Drei Stunden vor Sonnenaufgang am 10. Januar beendeten Angehörige der amerikanischen Streitkräfte in Zusammenarbeit mitsaudischen Militärs und Geheimdienstleuten die Durchsuchung aller drei Moscheen. Alle Sprengsätze, die sie fanden, wurden entfernt und unschädlich gemacht, so dass der ganze Bereich für sicher erklärt und für den Haddsch freigegeben werden konnte.
Saud Al-Sheik blickte hinunter in den Innenhof, während der letzte der alten Gebetsteppiche ausgebreitet wurde. Er hätte liebend gern die neuen Teppiche verteilt, aber die waren spurlos verschwunden — daher hatte er für dieses Jahr noch einmal die alten aus dem Lagerhaus holen lassen.
Hinter dem Vorhang, der die Kaaba umhüllte, erwartete der Schwarze Stein Abrahams die Schar der Gläubigen.
Bei Sonnenaufgang begannen Ströme von weiß gekleideten Pilgern die heiligen Stätten zu füllen.
Nichts würde den Ablauf des Haddsch stören.
Der 10. Januar 2006 zog mit klarer Luft, einem leichten östlichen Wind und gemäßigten Temperaturen um die zwanzig Grad Celsius herauf.

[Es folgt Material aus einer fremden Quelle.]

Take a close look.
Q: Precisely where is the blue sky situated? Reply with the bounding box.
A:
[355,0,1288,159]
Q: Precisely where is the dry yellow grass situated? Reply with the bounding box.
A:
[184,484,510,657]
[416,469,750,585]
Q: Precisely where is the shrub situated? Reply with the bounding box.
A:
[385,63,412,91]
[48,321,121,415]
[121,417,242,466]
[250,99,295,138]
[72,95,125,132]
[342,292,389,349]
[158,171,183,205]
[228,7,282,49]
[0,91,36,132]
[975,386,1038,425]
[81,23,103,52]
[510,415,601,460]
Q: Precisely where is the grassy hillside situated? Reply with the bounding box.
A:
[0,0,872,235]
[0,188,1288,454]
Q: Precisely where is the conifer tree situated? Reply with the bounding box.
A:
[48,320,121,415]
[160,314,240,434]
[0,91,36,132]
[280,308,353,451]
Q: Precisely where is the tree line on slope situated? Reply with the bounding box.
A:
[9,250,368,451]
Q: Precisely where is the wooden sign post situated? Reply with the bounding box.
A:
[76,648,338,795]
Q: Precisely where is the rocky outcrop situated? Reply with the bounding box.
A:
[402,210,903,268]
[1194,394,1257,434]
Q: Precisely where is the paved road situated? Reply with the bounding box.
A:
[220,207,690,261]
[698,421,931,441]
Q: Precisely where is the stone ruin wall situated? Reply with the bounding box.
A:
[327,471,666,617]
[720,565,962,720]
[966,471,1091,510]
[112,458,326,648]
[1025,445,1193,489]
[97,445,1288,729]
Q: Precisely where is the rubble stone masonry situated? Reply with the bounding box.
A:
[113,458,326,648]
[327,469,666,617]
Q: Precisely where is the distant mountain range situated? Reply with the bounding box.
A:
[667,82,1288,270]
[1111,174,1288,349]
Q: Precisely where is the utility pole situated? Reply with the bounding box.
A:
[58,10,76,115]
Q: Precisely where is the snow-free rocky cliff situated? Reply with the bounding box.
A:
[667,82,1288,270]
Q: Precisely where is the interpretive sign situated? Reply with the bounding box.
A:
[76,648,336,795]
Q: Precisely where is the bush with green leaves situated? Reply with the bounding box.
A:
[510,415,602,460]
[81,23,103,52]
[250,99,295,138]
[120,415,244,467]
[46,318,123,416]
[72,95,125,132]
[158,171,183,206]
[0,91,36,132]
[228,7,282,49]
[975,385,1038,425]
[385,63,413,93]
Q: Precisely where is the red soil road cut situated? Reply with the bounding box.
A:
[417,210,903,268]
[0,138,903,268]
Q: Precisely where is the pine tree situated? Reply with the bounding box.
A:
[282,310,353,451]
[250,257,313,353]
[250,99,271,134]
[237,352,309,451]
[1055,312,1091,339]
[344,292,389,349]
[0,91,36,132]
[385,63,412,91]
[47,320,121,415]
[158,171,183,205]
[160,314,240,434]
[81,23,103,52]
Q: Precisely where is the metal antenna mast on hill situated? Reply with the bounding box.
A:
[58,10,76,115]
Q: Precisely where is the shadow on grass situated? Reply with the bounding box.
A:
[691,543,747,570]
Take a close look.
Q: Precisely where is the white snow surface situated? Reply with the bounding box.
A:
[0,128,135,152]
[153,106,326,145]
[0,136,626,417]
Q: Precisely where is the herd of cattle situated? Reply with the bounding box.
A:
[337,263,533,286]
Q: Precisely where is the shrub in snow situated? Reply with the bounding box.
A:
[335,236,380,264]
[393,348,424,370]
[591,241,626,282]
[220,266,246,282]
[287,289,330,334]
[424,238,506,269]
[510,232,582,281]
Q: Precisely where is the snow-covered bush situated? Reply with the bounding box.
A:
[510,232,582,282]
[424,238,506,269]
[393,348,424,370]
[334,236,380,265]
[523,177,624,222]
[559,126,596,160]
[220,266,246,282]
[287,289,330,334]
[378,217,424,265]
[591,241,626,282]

Fast eine Million Pilger kamen nach Medina, wo sie das Grab Mohammeds besuchten und dann in die großen offenen Waggons der Hejaz-Bahn stiegen, um die vierhundertfünfzig Kilometer weite Reise nach Mekka zu beginnen.
Während sich der Zug der heiligen Stadt näherte, wo die Kaaba stand, zogen sich die Pilger aus, legten Lendenschurze an und drapierten ein Stück Stoff auf ihre linken Schultern. Sobald der Zug stoppte, stieg die erste Gruppe aus und machte sich auf den Weg zur Moschee. Dort begannen sie die Tawaf, wie die Umwanderung der Kaaba genannt wurde. Siebenmal mussten sie sie entgegen dem Uhrzeigersinn umrunden, um danach an die Kaaba heranzutreten und den heiligen Stein Abrahams zu küssen.
Als die erste Gruppe die heilige Stätte schon wieder verließ, drängten bereits Tausende weiterer Pilger in die Moschee.
Während der nächsten Tage würden die Pilger aus dem Zamzam-Brunnen trinken, während einer Zeremonie den Teufel steinigen und andere heilige Stätten in der Nähe aufsuchen. Hunderttausende würden von der Moschee, in der die Kaaba stand, nach Mina, zum Berg Namira, nach Muzdalifah und zum Arafat, dem Berg der Vergebung, wandern.
Rund um Mekka und Medina würde es von Pilgern in weißen Gewändern wimmeln.
Sie würden die Tage mit Gebeten und Meditation, mit Kontemplation und der Lektüre des Koran verbringen. Jeder Teilnehmer fände im Haddsch seinen Sinn. Und alle würden sich für den Rest ihres Lebens daran erinnern.
Heute war ein ganz normaler Tag, dem Tausende ähnliche Tage folgen würden.